First, the media. Have you ever watched a preview for a movie and then regretted it? Yes, hello Clash of the Titans. Probably the coolest reveal of the whole movie was the Kraken, and they throw it out there in the trailer. It boggles my mind how whoever's in charge of making movie trailers assumes the only way to generate interest in a movie is by showing all of the best parts before the movie is released. There's been movies that I've not bothered to go see because I've pretty much seen the whole movie summed up in a couple of trailers.

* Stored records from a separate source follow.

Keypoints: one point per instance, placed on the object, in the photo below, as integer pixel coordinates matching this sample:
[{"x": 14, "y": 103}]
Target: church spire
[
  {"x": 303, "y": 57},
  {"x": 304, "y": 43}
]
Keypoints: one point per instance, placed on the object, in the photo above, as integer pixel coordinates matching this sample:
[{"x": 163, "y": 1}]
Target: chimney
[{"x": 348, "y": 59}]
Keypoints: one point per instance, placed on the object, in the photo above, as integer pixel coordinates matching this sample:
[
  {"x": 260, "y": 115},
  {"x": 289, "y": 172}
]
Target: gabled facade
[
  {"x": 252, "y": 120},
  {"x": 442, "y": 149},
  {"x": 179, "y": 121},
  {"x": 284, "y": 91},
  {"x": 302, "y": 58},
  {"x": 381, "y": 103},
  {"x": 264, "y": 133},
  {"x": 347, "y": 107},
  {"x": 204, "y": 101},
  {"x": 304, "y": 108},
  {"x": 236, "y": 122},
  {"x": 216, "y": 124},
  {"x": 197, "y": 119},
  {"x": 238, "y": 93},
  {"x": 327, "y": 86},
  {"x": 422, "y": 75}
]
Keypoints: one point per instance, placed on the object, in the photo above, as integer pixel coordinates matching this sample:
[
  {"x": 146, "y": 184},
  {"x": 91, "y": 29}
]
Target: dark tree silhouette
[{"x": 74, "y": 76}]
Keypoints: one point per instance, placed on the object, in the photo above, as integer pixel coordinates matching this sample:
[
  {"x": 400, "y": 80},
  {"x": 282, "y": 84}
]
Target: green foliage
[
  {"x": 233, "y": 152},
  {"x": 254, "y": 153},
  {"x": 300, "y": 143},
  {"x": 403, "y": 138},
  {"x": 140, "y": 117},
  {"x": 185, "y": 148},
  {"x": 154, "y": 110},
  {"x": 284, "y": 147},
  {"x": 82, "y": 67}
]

. . . I mean, this has always been the case. I saw too many comedies when I was a kid that ended up being really boring and dumb except
for the funny parts which were all in the trailer. The trailer won't sell a boring movie if it puts boring parts in there, and if you're Hollywood then your job is only to sell the movie and therefore make money, and despite any [valid] argument for word-of-mouth: with Blockbuster films like this one, all that matters to the industry is the first week's earnings. Admittedly: this is totally idiotic, but... so is the industry. So... if you can put out a trailer that is good enough to bring people to the theater in droves: why bother spending the effort thinking up other interesting stuff to put in there?
Of course, Hollywood has different methods of making money, this being a variety of movie 'types' . . . so I suppose they've put Clash of the Titans
into the Blockbuster category, which means: first-week profit or bust.
Secondly, I've always been a fan of Greek mythology, so the story itself was a bit of a letdown. It only loosely follows the original mythos of Perseus (the 1981 version is closer, but still inaccurate), and I'm still trying to figure out where the name "Titans" is suppose to come into play. *shrug* Obviously it's Hollywood, and they can't get anything right, but I still find myself scratching my head.
Yeah . . . the original movie didn't quite make sense, either, in regard to the Titans, it never made sense in the title and as far as I remember (I haven't seen it in a long time) the movie never made any mention of the Titans. I do remember sequences where the Gods were playing around with the mortals, which were interesting. (The chess conceit, actually, was quite nice -- in Hollywoodistic terms: even clever.) But . . . no mention of titans, as far as I remember.
Of course, anyone familiar with Greek mythology can tell anyone who isn't that the Titans were a forsaken race conquered by Zeus and his brothers and, I suppose, a few other Olympians, and that they did not figure at all into Perseus' story, much less into the lives of mortal Greeks. The Titans were effectively ancient history, like the Philistines in Judeo-Christian teachings. (Let me see... there were I think two remaining Titans: Atlas and Prometheus, both punished. Both figures appear in Heracles' story, but not, I don't think, in that of Perseus.)
In other news, I finally started typing up the continuation of Lilith's tale, but who knows when I'll be done with that... >.< Inspiration comes in fits and starts, and it's usually when I'm fixin' to hit the sack.
A quick warning: Waiting for inspiration will put you on a fast-track to writer's block . . . also, It's hard to improve your writing while waiting for inspiration; only writing will improve your writing. If you want to pursue writing professionally, which I encourage you to do, then you should push yourself to write regularly, whether inspired or not. If nothing comes out then leave it alone. If something does come out: expand and expand. I find that the act of writing itself is the cause of inspiration. A sentence will give birth to a new thought, so I expand, and find new thoughts, and expand further. And . . . as I do so, and as I go over and scrutinize and edit what I've written: I improve my writing, and my instincts.